Hoje eu olho mais adiante, e hoje eu tenho noção dos vazios do mundo. Um ano atrás eu nunca conseguiria saber o sentimento de depressão, eu não poderia entender uma crise existencial. Sinceramente é difícil acreditar que eu mudei tanto, não entendo o que houve em mim para inspirar essa revolução. Quando tento me lembrar da mentalidade que eu tinha, só sinto uma fumaça; uma confusão de visões simplistas e fúteis onde nada era verdade. Algo me diz que um dia eu vou olhar pra quem eu sou agora e ter exatamente a mesma impressão, mas deixemos isso para daqui a alguns anos.

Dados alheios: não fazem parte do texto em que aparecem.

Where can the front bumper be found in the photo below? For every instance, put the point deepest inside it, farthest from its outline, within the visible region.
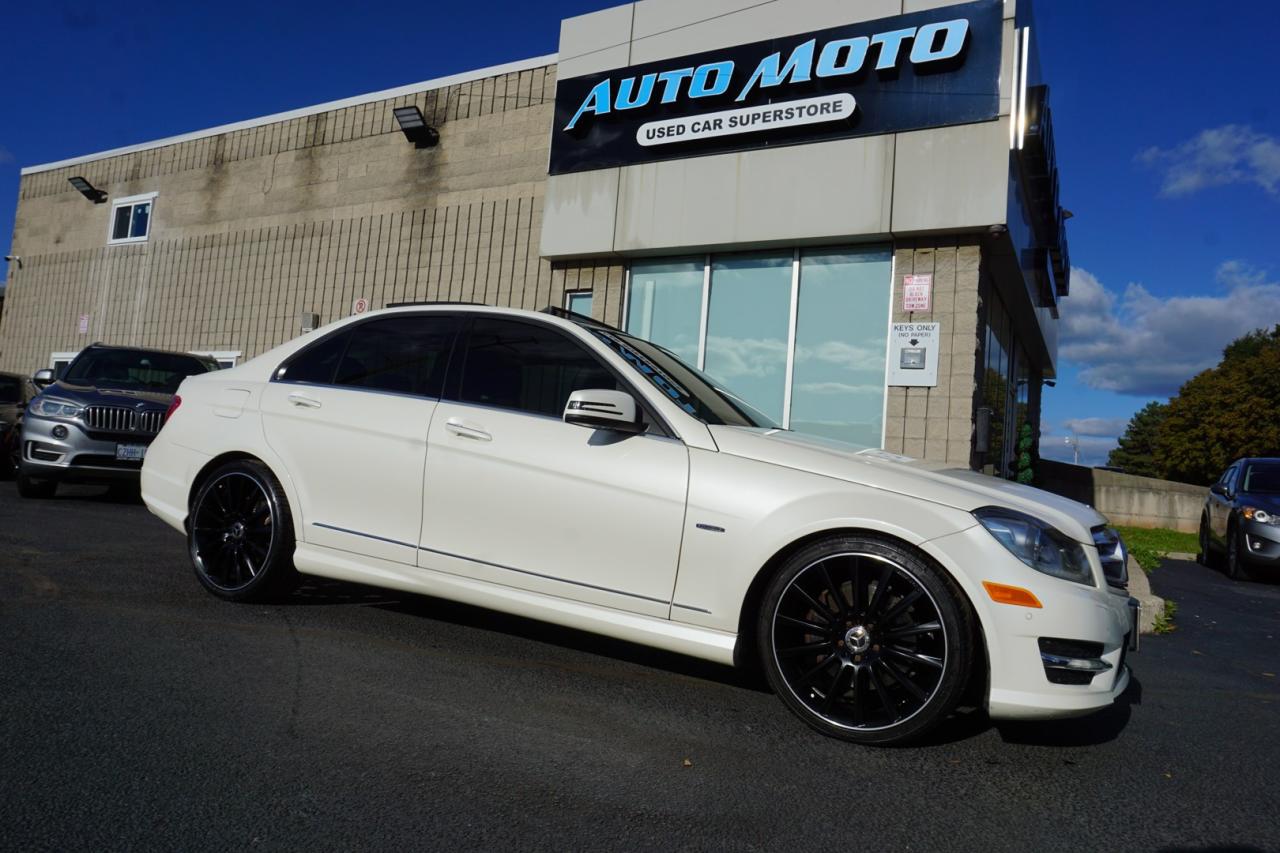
(77, 457)
(1261, 544)
(1022, 683)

O fato é que eu mudei. Perdi muito de mim, coisas boas, reconheço. Aquela inocência, aquela alegria boba, aqueles desejos fáceis de conseguir. Também progredi em aspectos positivos. Naquela época eu não era triste, eu não ligava. Hoje eu me cobro mais, me odeio mais. Hoje, embora eu soe mais infeliz, eu posso dizer que começo a descobrir quem eu sou; e isso me conforta. Mas hoje eu tenho medo.
Mais uma prova e eu estou oficialmente no terceiro colegial. Eu queria fazer o tempo parar.

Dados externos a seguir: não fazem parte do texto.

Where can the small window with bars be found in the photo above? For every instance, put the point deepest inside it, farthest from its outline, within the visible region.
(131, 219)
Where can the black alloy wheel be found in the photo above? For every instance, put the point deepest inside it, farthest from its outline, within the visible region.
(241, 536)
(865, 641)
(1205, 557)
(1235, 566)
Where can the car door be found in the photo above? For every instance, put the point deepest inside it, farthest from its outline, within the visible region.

Sei que eu vou estudar demais, ter ainda menos tempo para mim, sei que eu vou ter crises e desilusões piores que as de hoje, mas tudo isso eu posso aguentar. O que me assusta é saber que eu estou ficando mais velha. É ver que em um ano eu vou ter que decidir o que eu quero fazer com a minha vida, ser "adulta". Quando eu penso que meu próximo aniversário será de 17 anos, eu não consigo acreditar.
Estou insegura com a minha estrutura emocional, com os meus novos defeitos, com a ideia de continuar crescendo e mudando, mas estou ainda mais insegura com as decisões que terei de fazer. Quando eu me digo criança e percebo que já não parece natural, eu tenho vontade de gritar - e isso porque no fundo eu já não vejo a criança em mim. Claro, a ignorância e a fragilidade continuam ali; mas hoje é só isso: imaturidade, resquícios dos defeitos que eu ainda não consertei. É horrível a ideia de que de repente eu já não sou 'bonitinha', e sim patética.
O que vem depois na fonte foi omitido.